Я делил спальню с такими же сиротами, как я сам. У нас была парламентская республика. Премьер-министр Мишка Желваков был в мечтах гвардейским офицером и поднял меня на смех, когда я рассказал ему о своем желании уйти вместе с секунд-майором Балакиревым на войну с янычарами.
– Воюют только солдаты, – сказал он. – А настоящий офицер живет в Петербурге, пьет бургонское вино и ежедневно трогает бабские титьки. Ты когда-нибудь трогал титьки?
Я понуро молчал; таких подвигов в моей жизни еще не было. Мишка открыл мне глаза на предмет, о котором я ранее никогда не задумывался.
Другой бедой, которую я постиг на своей шкуре в Петербурге, оказался голод. Казалось бы, в столице должны были быть лакомства, которых нет в деревне, но всё оказалось ровно наоборот. Дома был хотя бы кусок сухаря, можно было набрать ягод, сварить уху из мелкой рыбешки или спросить пирожок у Лаврентьевны, а здесь нужно было только красть или отбирать у более слабого. Когда люди с восторгом говорят о Петербурге, о домах и каналах, о прекрасных дамских нарядах и вахтпараде на Дворцовой[63], мне делается не по себе. Люди часто смотрят только на внешнее и не видят внутренних токов, текущих в глубине тела. Люди забывают, что Петербург был основан вдали от плодородных полей и жирных пастбищ; город и по сей день окружен глубокими болотами, родящими только чернику и комаров, и потому главное страдание огромного города состоит в вечном отсутствии хлеба.

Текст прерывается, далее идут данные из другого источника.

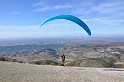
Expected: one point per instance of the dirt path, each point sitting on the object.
(18, 72)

Каждый год в город приходят десятки тысяч рабочих, но даже найдя работу, они тратят все свое жалованье на хлеб. В неурожайный год цена на хлеб поднимается в несколько раз, из деревни приходит еще больше работных людей, и никакие амбары и магазины[64] не утолят первого человеческого желания – есть. Кроме того, купцы вывозят хлеб за границу; то, что осталось, распределяется по дворянским домам, а сусеки разворовываются и списываются на мышеяд и наводнения. Я уверен, что однажды нехватка хлеба в Петербурге приведет к кровавому бунту, а в случае неприятельской осады в городе начнется самый страшный мор в истории нашего времени.
* * *Нашим надзирателем был лекарь Карл Павлович Книппер; полунемец-полушвед; человек крайне прагматический и скупой; несмотря на все его усилия, воспитанники ежемесячно умирали от дизентерии, оспы, холеры и туберкулеза; в народе нас называли ангелами смерти. Книппер хорошо говорил по-российски, но при этом у него была привычка к месту и не к месту вставлять немецкие слова, обрывая их безо всякой грамматики; он хвастался, что знаком с самим Линнеем; у него был микроскоп; он заглядывал в стеклышко каждое утро с тою же аккуратностью, с какою лютеранский священник служит на органе заутреню.